NVIDIA's AI Grip Loosens? Cooling, Cost Push ASICs

Silicon’s tipping point.

Look, Jensen Huang has been masterful at painting NVIDIA’s GPUs as the undisputed kings of AI, a narrative built on raw performance and efficiency claims that are, frankly, dazzling. The company’s been quick to tout the superior total cost of ownership (TCO) of its hardware, and who can blame them? When you’re talking about accelerating massive training runs, those raw throughput numbers are intoxicating. But what happens when the party moves from the controlled environment of a research lab to the gritty, cost-conscious reality of hyperscale data centers? That’s where things, as Evercore ISI’s latest analysis suggests, get significantly more complicated—and potentially, a lot less NVIDIA-centric.

Is Performance-per-Watt Enough Anymore?

It’s easy to get swept up in the numbers. Morgan Stanley recently dropped a note suggesting that even if building a data center with NVIDIA’s Blackwell GPUs cost twice as much upfront as using custom AI chips, the performance-per-watt advantage was a staggering eightfold. That sounds like a slam dunk for NVIDIA, right? Well, Evercore’s digging suggests that while the engineers building these AI behemoths hear those stats, they’re not necessarily believing them to be the only, or even the most important, metrics on the table. It turns out that actual humans wrestling with racks of hardware are increasingly focused on a slightly different set of concerns—concerns that don’t always shine a flattering light on NVIDIA’s behemoth chips.

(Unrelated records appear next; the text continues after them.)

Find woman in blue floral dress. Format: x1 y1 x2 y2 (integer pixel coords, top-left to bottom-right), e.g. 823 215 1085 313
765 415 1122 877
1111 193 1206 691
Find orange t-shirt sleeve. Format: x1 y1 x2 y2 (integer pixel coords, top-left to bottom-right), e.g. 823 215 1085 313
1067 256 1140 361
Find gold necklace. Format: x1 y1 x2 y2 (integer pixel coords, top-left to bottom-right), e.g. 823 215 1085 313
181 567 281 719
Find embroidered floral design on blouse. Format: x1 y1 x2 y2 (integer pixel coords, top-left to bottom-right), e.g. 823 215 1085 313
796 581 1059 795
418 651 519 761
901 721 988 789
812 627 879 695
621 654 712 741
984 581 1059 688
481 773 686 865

AI engineers are also focused on other metrics, such as the cost of cooling the chips, when deciding which products to use.

This isn’t just about a few engineers grumbling in a Slack channel. This is about a fundamental architectural and economic shift happening beneath the surface of the AI gold rush. The transition from a training-heavy workload to an inference-dominated landscape is fundamentally altering the calculus for hyperscalers. Think about it: training is about brute force, pushing the limits of what’s possible. Inference, on the other hand, is about efficiency, about delivering results at scale, cost-effectively, and with a predictable ROI. This is where the “cost-per-token” metric, a phrase that barely registered a year ago, is now becoming the siren song for chip architects.

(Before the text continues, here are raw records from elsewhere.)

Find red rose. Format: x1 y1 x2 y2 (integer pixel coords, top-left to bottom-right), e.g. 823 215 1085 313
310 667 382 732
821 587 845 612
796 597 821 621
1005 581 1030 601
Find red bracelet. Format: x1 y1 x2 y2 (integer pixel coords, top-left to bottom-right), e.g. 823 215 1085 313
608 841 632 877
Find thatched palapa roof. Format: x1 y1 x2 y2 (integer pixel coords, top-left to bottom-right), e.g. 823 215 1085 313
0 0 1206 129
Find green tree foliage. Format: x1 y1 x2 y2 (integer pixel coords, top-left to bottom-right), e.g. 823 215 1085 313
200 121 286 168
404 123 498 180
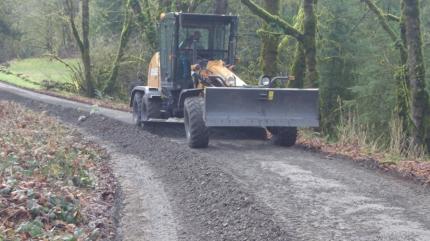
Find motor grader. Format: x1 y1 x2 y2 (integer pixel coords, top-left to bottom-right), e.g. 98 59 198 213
130 13 319 148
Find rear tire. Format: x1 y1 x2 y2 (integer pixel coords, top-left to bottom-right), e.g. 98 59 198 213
141 96 162 123
184 97 209 148
268 127 297 147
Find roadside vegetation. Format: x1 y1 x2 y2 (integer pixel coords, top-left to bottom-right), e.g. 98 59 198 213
0 102 114 241
0 0 430 165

The ‘Good Enough’ Revolution is Here

Evercore’s report articulates this shift with a clarity that cuts through the usual industry hype. They’re pointing to a growing sentiment among AI engineers that NVIDIA’s perceived 70% gross margins might be… excessive. When you’re running millions, perhaps billions, of inference queries a day, those percentage points add up, fast. Suddenly, the dazzling performance of an NVIDIA chip starts to look less like a breakthrough and more like an overpriced luxury item. This is the breeding ground for custom ASICs (Application-Specific Integrated Circuits) and other alternative accelerators. These aren’t necessarily aiming to beat NVIDIA’s top-tier training chips head-on; instead, they’re designed to be “good enough” for inference, while significantly undercutting NVIDIA on power consumption, cooling requirements, and, crucially, cost. An expert from Nebius AI, a cloud computing infrastructure provider, even noted that inference now accounts for a staggering 95% of enterprise AI workloads. When you’re spending that much time inferring, every watt and every dollar counts.

This presents a fascinating historical parallel, albeit on a compressed timescale. We saw something similar in the early days of cloud computing, where bespoke hardware solutions often emerged to optimize for specific workloads and cost profiles, challenging the dominance of off-the-shelf components. The difference here is the sheer speed and scale at which this is happening in the AI domain. It’s a proof to the economic pressures and the rapidly maturing understanding of AI workloads that engineers are willing to trade that last 5% of peak performance for a far more palatable 50% of the TCO, or perhaps even less.

So, while NVIDIA continues to innovate at a blistering pace—and we certainly shouldn’t count them out—this analysis from Evercore provides a vital counter-narrative. It’s a reminder that the AI hardware landscape isn’t a static oligopoly dictated by a single dominant player. It’s a dynamic, evolving ecosystem where economic realities, operational constraints like cooling, and the relentless pursuit of efficiency are increasingly shaping the choices of the very engineers who are building the future.